Critically, to turn the dream team’s output into responsible, effective technology, we need technologists who can translate abstract concepts and questions posed by “The Three” into working software. As with all working technology groups, this depends on the product leader/designer who sees the whole picture.

A new breed of inventive product leader in the “Age of AI” must move comfortably across new layers of the technology stack encompassing model infrastructure for AI, as well as new services for things like fine-tuning and proprietary model development. They need to be inventive enough to imagine and design “Human in the Loop” workflows to implement safeguards, back doors, and kill switches as prescribed by the chief philosopher architect. They need to have a renaissance engineer’s ability to translate the chief AI’s and data ethicist’s policies and protocols into working systems. They need to appreciate the chief neuroscientist’s efforts to move between machines and minds and adequately discern findings with the potential to give rise to smarter, more responsible AI.

Let’s look at OpenAI as one early example of a well-developed, extremely influential, foundational model company struggling with this staffing challenge: They have a chief scientist (who is also their co-founder), a head of global policy, and a general counsel.
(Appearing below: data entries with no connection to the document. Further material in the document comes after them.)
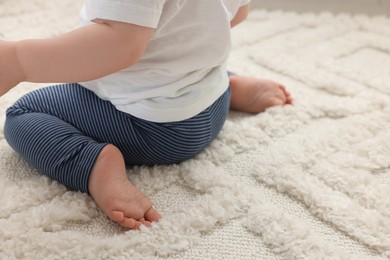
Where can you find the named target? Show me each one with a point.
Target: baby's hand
(10, 71)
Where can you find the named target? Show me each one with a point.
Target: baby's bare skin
(116, 196)
(122, 202)
(253, 95)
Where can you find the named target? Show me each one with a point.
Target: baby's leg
(59, 131)
(255, 95)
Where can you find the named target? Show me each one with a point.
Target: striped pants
(60, 130)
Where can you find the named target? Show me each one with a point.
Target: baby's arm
(240, 16)
(84, 54)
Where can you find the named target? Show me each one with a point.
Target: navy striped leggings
(60, 130)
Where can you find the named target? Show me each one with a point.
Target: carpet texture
(309, 181)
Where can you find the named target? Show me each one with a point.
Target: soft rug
(308, 181)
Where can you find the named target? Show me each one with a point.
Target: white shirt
(183, 70)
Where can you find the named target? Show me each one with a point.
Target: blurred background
(374, 7)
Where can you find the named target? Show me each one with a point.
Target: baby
(146, 83)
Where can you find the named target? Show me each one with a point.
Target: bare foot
(116, 196)
(255, 95)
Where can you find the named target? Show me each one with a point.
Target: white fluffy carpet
(309, 181)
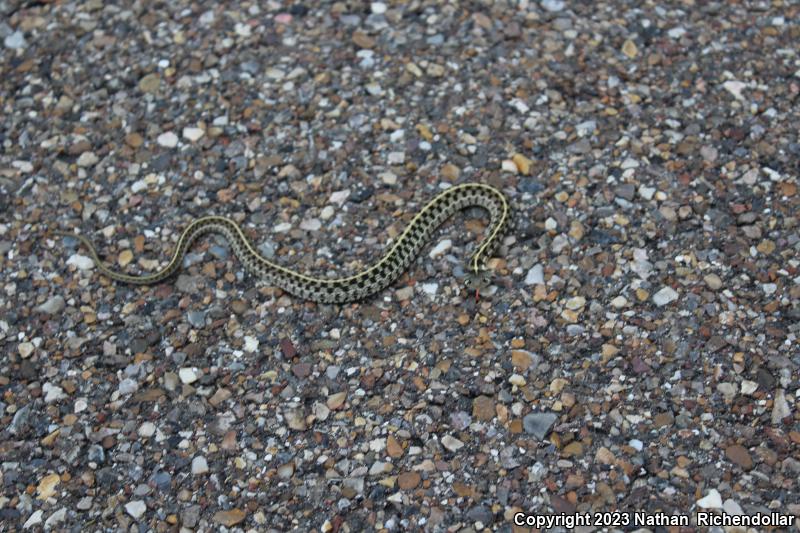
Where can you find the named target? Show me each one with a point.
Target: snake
(394, 261)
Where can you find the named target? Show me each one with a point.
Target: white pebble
(193, 134)
(36, 518)
(535, 275)
(735, 88)
(250, 344)
(748, 387)
(136, 509)
(553, 5)
(25, 349)
(127, 386)
(188, 375)
(88, 159)
(619, 302)
(339, 197)
(327, 212)
(81, 262)
(168, 140)
(676, 33)
(22, 166)
(452, 443)
(665, 296)
(199, 465)
(312, 224)
(15, 41)
(52, 393)
(712, 501)
(646, 192)
(430, 288)
(147, 429)
(509, 166)
(440, 248)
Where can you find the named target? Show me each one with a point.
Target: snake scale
(376, 277)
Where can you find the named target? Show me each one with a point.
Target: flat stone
(539, 424)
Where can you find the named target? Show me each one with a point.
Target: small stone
(52, 393)
(780, 408)
(336, 400)
(619, 302)
(538, 424)
(535, 275)
(189, 375)
(136, 509)
(735, 88)
(47, 486)
(149, 83)
(193, 134)
(713, 282)
(712, 500)
(167, 140)
(408, 480)
(15, 41)
(629, 49)
(483, 408)
(440, 248)
(738, 454)
(452, 443)
(34, 520)
(199, 465)
(52, 306)
(229, 518)
(522, 163)
(450, 172)
(124, 258)
(665, 296)
(147, 430)
(553, 6)
(87, 159)
(25, 349)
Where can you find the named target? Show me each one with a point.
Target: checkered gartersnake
(358, 286)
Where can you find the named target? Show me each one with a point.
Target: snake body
(376, 277)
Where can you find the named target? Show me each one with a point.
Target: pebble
(199, 465)
(167, 140)
(147, 430)
(665, 296)
(87, 159)
(81, 262)
(712, 500)
(15, 41)
(136, 508)
(535, 275)
(451, 443)
(192, 134)
(539, 424)
(440, 248)
(189, 375)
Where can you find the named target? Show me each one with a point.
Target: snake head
(477, 281)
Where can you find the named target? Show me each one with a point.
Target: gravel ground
(639, 351)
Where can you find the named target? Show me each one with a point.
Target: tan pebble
(450, 172)
(522, 163)
(629, 49)
(125, 257)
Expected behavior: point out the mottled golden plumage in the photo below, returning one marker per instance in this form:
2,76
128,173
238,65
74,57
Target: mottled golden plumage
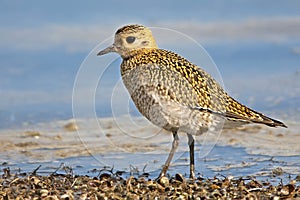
175,94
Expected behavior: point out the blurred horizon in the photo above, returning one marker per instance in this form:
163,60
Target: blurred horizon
255,45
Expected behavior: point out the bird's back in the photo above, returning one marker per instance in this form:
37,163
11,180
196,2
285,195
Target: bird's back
162,83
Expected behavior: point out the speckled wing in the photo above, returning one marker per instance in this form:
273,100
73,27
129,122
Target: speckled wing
167,78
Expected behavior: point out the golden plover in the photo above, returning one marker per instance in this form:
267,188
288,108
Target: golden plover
175,94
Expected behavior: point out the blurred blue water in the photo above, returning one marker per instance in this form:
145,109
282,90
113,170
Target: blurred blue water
39,66
35,88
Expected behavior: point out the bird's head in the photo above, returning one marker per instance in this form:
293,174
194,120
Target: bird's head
130,37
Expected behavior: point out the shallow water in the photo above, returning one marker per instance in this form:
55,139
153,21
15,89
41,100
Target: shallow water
91,150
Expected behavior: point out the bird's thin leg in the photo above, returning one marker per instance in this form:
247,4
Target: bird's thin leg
171,154
191,142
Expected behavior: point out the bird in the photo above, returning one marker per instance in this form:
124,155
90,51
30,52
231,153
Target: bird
175,94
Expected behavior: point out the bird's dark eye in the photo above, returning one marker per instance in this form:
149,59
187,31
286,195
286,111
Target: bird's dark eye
130,39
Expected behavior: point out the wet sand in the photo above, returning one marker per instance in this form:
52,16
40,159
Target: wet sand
132,143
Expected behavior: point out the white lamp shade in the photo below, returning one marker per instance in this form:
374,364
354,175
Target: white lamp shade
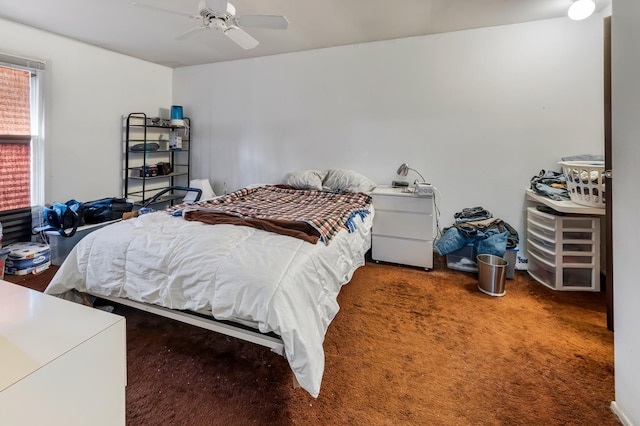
581,9
204,185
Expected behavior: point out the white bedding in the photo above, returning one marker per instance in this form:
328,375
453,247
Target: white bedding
283,284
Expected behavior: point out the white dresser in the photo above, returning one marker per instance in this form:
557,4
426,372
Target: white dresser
62,363
402,228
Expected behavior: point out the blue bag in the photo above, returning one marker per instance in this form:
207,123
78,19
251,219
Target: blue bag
64,218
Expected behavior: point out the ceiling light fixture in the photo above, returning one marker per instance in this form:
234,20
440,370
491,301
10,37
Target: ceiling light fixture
581,9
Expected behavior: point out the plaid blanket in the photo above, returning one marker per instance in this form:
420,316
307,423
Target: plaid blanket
278,209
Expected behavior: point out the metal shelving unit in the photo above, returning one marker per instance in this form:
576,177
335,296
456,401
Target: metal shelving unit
150,143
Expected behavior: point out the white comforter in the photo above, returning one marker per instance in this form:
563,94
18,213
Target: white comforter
282,284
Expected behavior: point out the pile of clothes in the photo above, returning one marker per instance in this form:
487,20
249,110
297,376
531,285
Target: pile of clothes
476,226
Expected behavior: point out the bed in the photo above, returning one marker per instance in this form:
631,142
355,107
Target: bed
243,280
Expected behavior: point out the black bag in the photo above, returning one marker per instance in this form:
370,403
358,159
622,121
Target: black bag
106,209
64,218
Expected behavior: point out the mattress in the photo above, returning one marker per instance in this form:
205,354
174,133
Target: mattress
278,283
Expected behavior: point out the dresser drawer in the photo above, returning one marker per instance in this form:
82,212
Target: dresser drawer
406,203
403,224
403,251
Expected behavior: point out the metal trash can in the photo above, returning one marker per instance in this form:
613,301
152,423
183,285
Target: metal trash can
492,271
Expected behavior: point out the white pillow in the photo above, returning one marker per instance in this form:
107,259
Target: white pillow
347,180
308,179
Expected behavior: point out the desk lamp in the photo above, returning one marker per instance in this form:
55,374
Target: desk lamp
404,168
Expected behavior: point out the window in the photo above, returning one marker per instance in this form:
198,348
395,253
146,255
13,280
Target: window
21,144
15,139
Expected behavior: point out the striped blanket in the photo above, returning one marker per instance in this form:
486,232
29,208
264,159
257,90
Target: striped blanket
310,215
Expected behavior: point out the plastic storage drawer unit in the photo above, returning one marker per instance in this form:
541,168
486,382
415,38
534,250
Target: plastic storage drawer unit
564,251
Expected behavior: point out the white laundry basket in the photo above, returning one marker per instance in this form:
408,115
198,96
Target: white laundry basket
585,182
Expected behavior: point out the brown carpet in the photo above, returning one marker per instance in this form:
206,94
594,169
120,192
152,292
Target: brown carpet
407,347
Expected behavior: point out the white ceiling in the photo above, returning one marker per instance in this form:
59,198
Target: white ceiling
148,34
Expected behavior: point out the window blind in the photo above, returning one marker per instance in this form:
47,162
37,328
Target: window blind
15,138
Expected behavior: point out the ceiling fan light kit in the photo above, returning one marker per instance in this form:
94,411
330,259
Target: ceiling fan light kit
581,9
222,16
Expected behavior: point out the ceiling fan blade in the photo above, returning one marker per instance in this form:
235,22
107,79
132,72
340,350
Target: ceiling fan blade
243,39
192,32
273,22
160,9
218,6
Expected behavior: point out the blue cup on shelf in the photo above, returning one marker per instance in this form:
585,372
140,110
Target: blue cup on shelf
176,116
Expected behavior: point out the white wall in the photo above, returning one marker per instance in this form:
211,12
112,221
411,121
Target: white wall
626,204
87,91
477,112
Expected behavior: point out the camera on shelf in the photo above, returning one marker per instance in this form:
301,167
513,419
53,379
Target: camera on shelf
164,168
148,171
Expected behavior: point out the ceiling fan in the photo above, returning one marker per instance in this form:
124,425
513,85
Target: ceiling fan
222,16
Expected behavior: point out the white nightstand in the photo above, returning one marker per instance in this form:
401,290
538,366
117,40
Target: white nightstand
402,227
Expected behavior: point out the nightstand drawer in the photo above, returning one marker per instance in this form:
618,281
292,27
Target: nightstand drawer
406,203
417,226
403,251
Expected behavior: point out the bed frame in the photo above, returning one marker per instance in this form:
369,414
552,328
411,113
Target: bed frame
228,328
272,341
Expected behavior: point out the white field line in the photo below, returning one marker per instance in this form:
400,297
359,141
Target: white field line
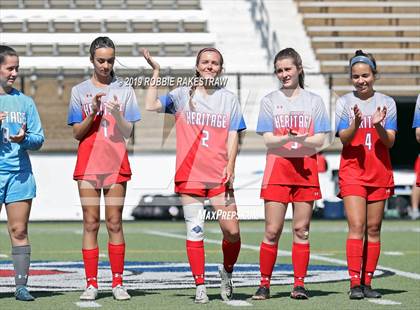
406,274
87,304
238,303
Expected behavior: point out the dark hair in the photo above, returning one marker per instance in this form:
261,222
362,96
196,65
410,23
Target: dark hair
367,55
297,60
101,42
6,51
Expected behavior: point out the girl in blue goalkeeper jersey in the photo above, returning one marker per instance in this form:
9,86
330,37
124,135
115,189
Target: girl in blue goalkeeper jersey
20,131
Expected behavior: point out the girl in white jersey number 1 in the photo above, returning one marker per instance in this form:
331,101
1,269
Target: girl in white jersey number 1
208,120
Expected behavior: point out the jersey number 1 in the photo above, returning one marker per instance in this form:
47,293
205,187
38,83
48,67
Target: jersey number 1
368,141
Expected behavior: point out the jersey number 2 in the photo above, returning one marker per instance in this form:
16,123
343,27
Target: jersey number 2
368,141
204,138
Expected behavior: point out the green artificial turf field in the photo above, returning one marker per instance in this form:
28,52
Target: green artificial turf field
158,278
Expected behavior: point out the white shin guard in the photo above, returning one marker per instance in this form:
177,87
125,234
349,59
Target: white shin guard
194,219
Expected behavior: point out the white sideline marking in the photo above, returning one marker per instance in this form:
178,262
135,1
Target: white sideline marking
238,303
87,304
384,302
406,274
393,253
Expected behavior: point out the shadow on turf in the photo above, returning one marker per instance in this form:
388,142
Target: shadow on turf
133,293
385,291
35,294
312,293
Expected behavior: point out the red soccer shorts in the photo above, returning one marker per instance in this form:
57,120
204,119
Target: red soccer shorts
368,192
200,189
104,180
290,193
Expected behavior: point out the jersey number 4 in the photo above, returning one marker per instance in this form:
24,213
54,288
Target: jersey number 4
368,141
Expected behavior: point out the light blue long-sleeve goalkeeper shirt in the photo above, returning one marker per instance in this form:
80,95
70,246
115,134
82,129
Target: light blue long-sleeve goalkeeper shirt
21,112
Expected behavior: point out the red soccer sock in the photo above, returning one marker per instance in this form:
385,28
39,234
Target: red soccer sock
90,260
116,254
195,253
300,260
354,251
230,253
370,261
268,256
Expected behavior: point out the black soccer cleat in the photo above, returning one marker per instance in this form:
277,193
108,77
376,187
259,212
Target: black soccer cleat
299,292
368,292
356,293
262,293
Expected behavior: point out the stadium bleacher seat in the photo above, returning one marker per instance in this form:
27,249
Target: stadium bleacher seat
101,4
55,44
107,21
358,7
390,30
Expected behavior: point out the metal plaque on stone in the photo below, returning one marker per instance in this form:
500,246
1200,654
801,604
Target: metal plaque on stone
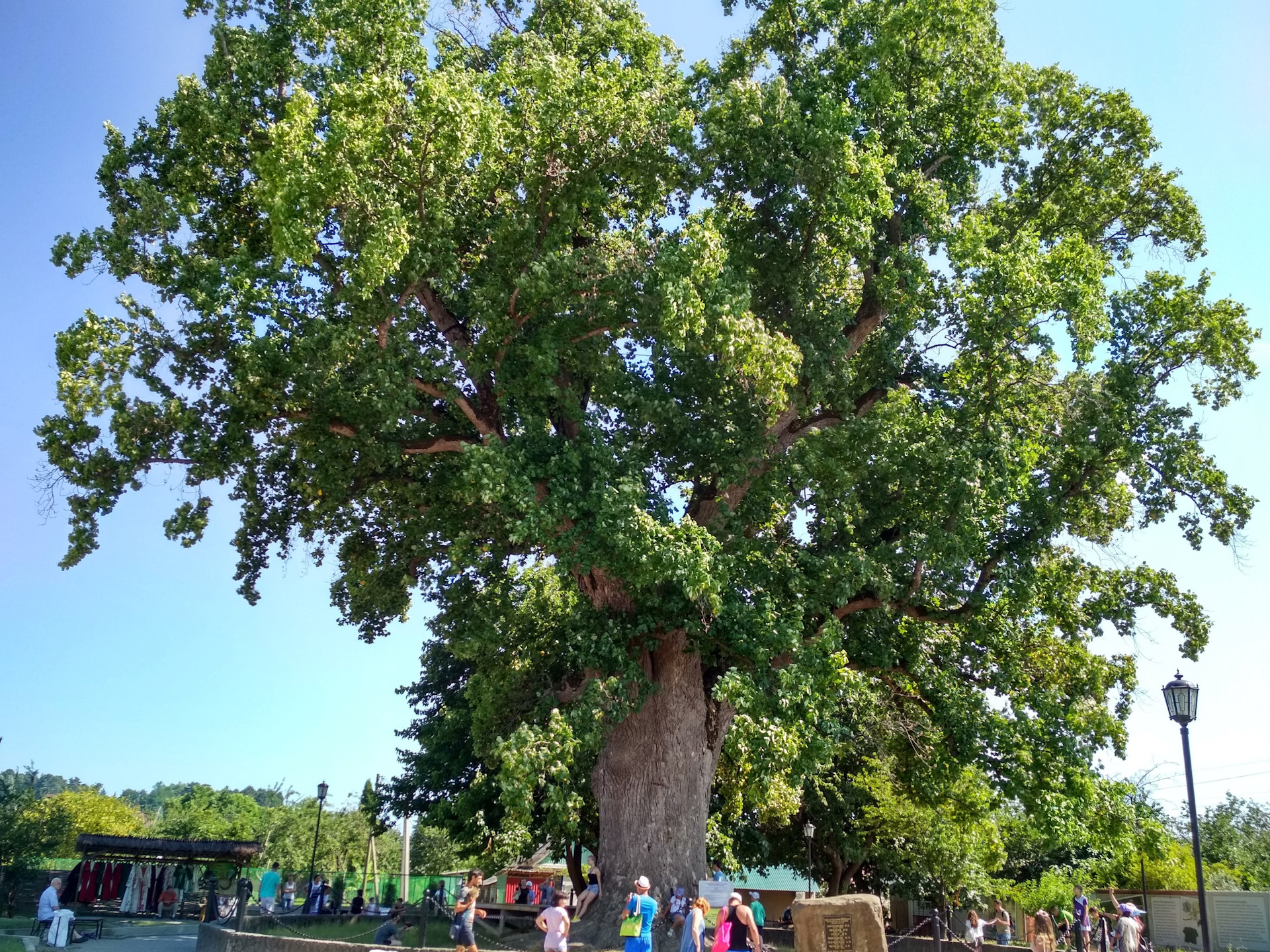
837,933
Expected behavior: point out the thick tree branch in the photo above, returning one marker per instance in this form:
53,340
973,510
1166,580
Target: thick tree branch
459,400
439,444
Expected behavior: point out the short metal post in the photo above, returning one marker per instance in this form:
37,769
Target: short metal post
244,894
212,912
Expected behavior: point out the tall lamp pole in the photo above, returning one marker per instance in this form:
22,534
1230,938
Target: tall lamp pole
1181,697
808,832
313,861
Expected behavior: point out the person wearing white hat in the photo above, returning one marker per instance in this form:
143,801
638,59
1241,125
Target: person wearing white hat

However, without the three positions I outline above in executive leadership positions, the biggest questions surrounding the repercussions of their technology remain unaddressed. If Sam Altman is concerned about approaching the treatment and coordination of superintelligence in an expansive, thoughtful way, building a holistic lineup is a good place to start.

We have to build a more responsible future where companies are trusted stewards of people’s data and where AI-driven innovation is synonymous with good. In the past, legal teams carried the water on issues like privacy, but the brightest among them recognize they can’t solve problems of ethical data use in the age of AI by themselves.

Bringing broad-minded, differing perspectives to the table where the decisions are made is the only way to achieve ethical data and AI in the service of human flourishing — while keeping the machines in their place.